I have reviewed this document as part of the security directorate's 
ongoing effort to review all IETF documents being processed by the 
IESG.  These comments were written primarily for the benefit of the 
security area directors.  Document editors and WG chairs should treat 
these comments just like any other last call comments.

Summary: ready

The security considerations section of this document seems reasonable.
The following sentence seems unnecessarily specific, but it was also
present in RFC 7302 and doesn't seem harmful to retain.

   "Note,
   however, that failure to conform to the syntactic and lexical
   equivalence rules in this specification when using an EIDR Identifier
   as a criteria for accessing restricted resources can result in
   granting unauthorized access to these resources."

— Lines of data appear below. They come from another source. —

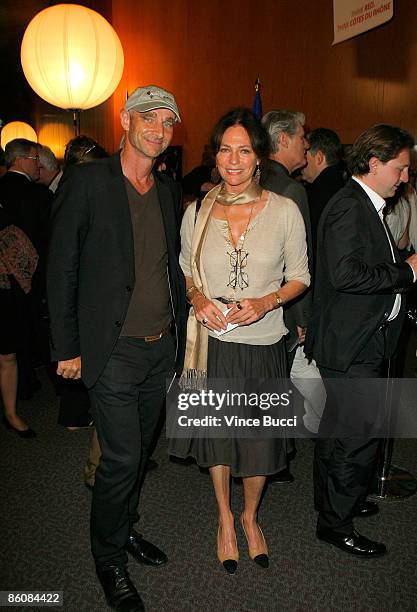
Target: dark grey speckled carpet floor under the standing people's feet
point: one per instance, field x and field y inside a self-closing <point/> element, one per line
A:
<point x="44" y="510"/>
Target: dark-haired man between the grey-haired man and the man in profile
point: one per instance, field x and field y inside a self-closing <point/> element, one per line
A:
<point x="324" y="174"/>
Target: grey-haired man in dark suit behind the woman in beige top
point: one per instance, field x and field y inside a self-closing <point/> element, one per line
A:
<point x="288" y="153"/>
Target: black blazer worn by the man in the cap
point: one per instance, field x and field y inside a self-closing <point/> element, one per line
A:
<point x="91" y="269"/>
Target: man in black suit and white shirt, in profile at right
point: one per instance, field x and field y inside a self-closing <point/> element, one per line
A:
<point x="357" y="317"/>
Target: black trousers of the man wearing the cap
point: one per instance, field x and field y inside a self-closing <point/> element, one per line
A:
<point x="126" y="405"/>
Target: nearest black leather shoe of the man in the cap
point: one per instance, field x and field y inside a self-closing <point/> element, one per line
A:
<point x="119" y="590"/>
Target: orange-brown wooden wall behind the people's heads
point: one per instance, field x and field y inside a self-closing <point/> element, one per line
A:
<point x="209" y="52"/>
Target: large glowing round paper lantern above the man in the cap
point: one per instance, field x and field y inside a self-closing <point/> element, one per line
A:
<point x="71" y="56"/>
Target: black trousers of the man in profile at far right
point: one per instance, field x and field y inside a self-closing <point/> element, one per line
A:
<point x="344" y="462"/>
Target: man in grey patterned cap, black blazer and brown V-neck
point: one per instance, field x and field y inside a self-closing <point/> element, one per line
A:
<point x="117" y="304"/>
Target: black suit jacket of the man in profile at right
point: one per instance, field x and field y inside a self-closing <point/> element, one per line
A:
<point x="356" y="281"/>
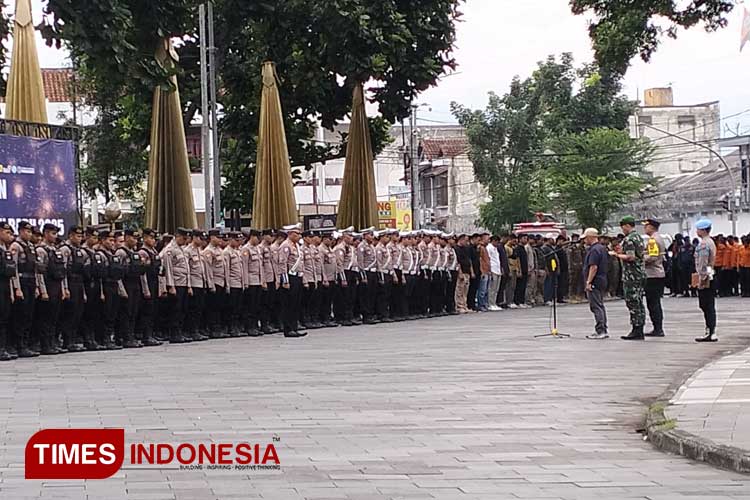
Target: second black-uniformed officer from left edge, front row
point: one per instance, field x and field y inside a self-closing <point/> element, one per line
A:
<point x="23" y="307"/>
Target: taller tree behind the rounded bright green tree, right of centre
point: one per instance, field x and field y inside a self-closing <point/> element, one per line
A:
<point x="508" y="140"/>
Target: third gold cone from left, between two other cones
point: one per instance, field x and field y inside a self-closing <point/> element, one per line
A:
<point x="274" y="205"/>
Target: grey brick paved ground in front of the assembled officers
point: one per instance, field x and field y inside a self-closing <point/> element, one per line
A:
<point x="449" y="408"/>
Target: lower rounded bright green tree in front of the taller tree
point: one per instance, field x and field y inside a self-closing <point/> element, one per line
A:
<point x="596" y="172"/>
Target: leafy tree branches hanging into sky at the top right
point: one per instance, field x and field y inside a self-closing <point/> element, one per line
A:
<point x="624" y="29"/>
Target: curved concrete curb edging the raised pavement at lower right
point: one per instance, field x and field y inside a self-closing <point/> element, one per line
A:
<point x="665" y="435"/>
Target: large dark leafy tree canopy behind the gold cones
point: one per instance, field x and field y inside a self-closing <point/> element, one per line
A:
<point x="321" y="48"/>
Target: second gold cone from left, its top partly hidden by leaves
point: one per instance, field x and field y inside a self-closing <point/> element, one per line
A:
<point x="169" y="199"/>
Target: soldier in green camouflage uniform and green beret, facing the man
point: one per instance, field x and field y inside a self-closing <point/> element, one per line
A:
<point x="631" y="254"/>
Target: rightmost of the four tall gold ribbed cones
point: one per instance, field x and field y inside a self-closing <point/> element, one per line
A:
<point x="358" y="206"/>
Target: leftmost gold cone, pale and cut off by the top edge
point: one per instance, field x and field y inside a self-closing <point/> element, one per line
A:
<point x="25" y="93"/>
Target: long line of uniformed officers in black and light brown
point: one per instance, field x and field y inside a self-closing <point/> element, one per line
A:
<point x="103" y="290"/>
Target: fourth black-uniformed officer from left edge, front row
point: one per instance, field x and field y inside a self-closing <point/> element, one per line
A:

It appears to me that it would require a confluence of multiple serious
implementation and/or configuration flaws for the above concerns to be
relevant, e.g., a default-allow policy combined with differing lookup
procedures for authorization versus content retrieval.